Since earliest history, culture, like a good parent, has provided clear rules for what it means to be a woman or to be a man and how each sex should relate to the other. The rules have been different at different times and in different places. But they have always been there—assumed, treated as divine truth. If we learned our expected gender roles, we could be confident that someone else was learning his or her complementary set. And if we adhered to culture’s codes about what it means to be friends, to date, or to marry we could rightly expect at least adequately satisfying partnership.
And today the rules are changing. This doesn’t mean that culture has ceased giving us messages, nor that men and women are suddenly the same, far from it. But the changes we see are more foundational than we may assume. They are not just about new rules. They are about a loss of once-and-for-all guideposts altogether. In a new way love lies in our very mortal hands.
For example, ask fifty people today whether they feel we will ever again have gender roles in the sense we have had in the past—that is, whether we will simply replace our old set of gender roles with a new, though now more enlightened set—and most, after reflecting, will respond “no.” We aren’t just replacing old roles with new ones, however liberated. Or if that is what we do, we will fail at what is being asked of us.
These and related changes are of immense significance. Never before in the human story have we been without clearly defined gender dictates or rules of relationship.
What will be the fate of love? Transcending gender roles and love’s old rules is about much more than just the removal of shackles that have limited our freedom. Love’s rules have served us powerfully—by making life’s immense uncertainties more manageable. Clear behavioral codes have let us come together like two precut pieces of a puzzle. And polarized gender imagery—white knight and fair maiden, Scarlet and Ret, Romeo and Juliet—has provided much of the magnetism and glue of love.
But however useful traditional roles and rules for love have been, today, both identity and love ask more. Increasingly it is no longer enough to meet as two halves of a predefined puzzle. We may continue to try. But most often when we do, our efforts in the end bring frustration more than fulfillment. Our times are requiring, and making possible, a new, more “whole person” sort of love.
These changes increase what is possible, but they don’t necessarily make life easier. For example, they contribute greatly to the present instability of the family—a most appropriate concern. And love in this more mature—more whole—sense is much more demanding. Coming together as precut parts of a puzzle has let us engage intimacy’s profound vulnerabilities with only the most beginning understanding of ourselves or the person we might love. More mature love requires much greater knowledge of both self and other. And it will require the ability to move among an ever more overwhelming multiplicity of options.

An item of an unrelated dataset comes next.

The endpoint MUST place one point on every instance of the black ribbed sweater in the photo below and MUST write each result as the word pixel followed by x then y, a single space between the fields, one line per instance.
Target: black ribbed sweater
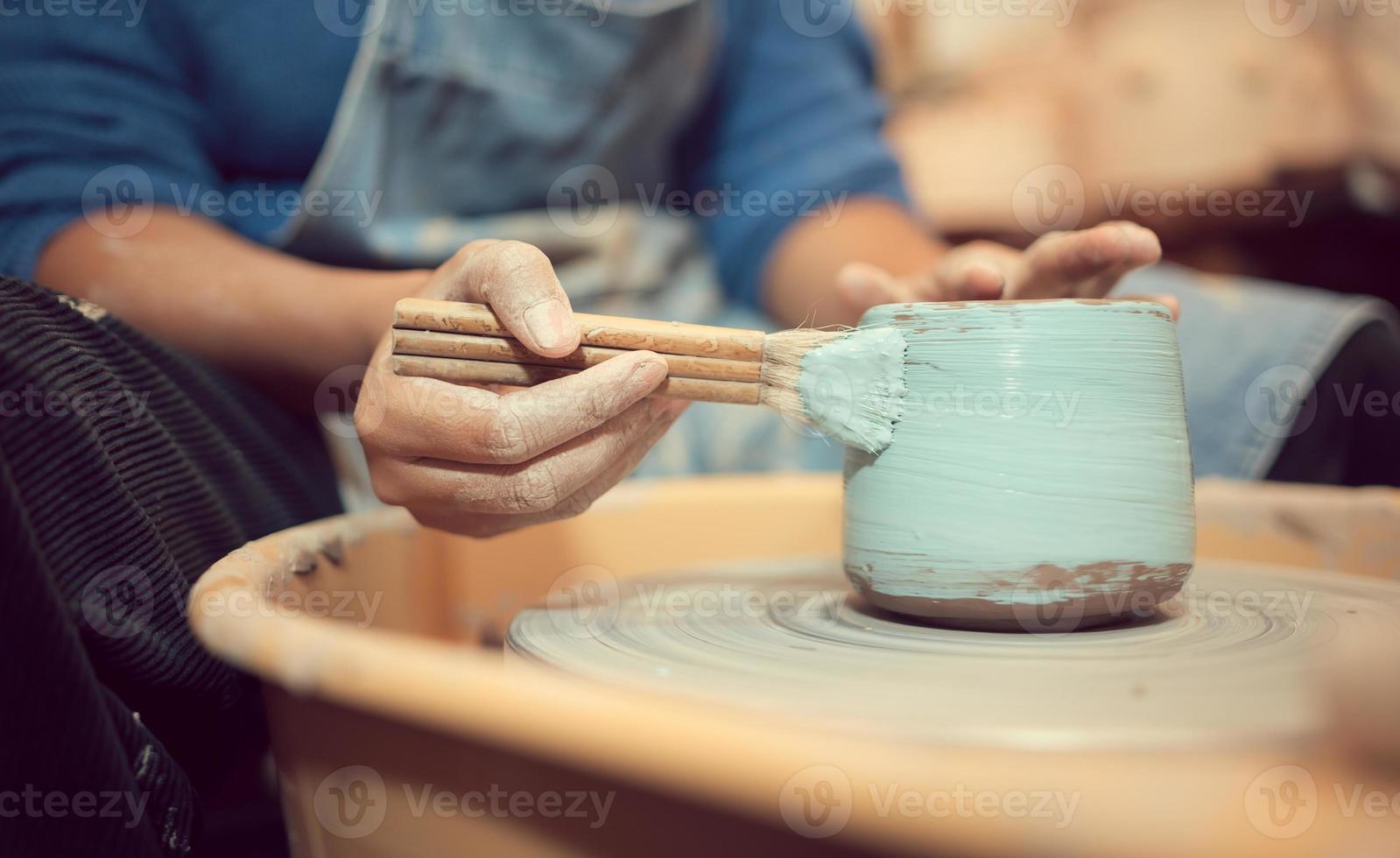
pixel 107 517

Our times require us, both personally and culturally, to bring a major new kind of responsibility, and a fundamentally new level of awareness, to this most intimate question of human truth. We are just beginning to understand this new chapter in the story of love. Appropriately it humbles us. But few people would deny this chapter’s rightness and importance. When we catch a glimpse of what it offers, it becomes increasingly impossible to go back.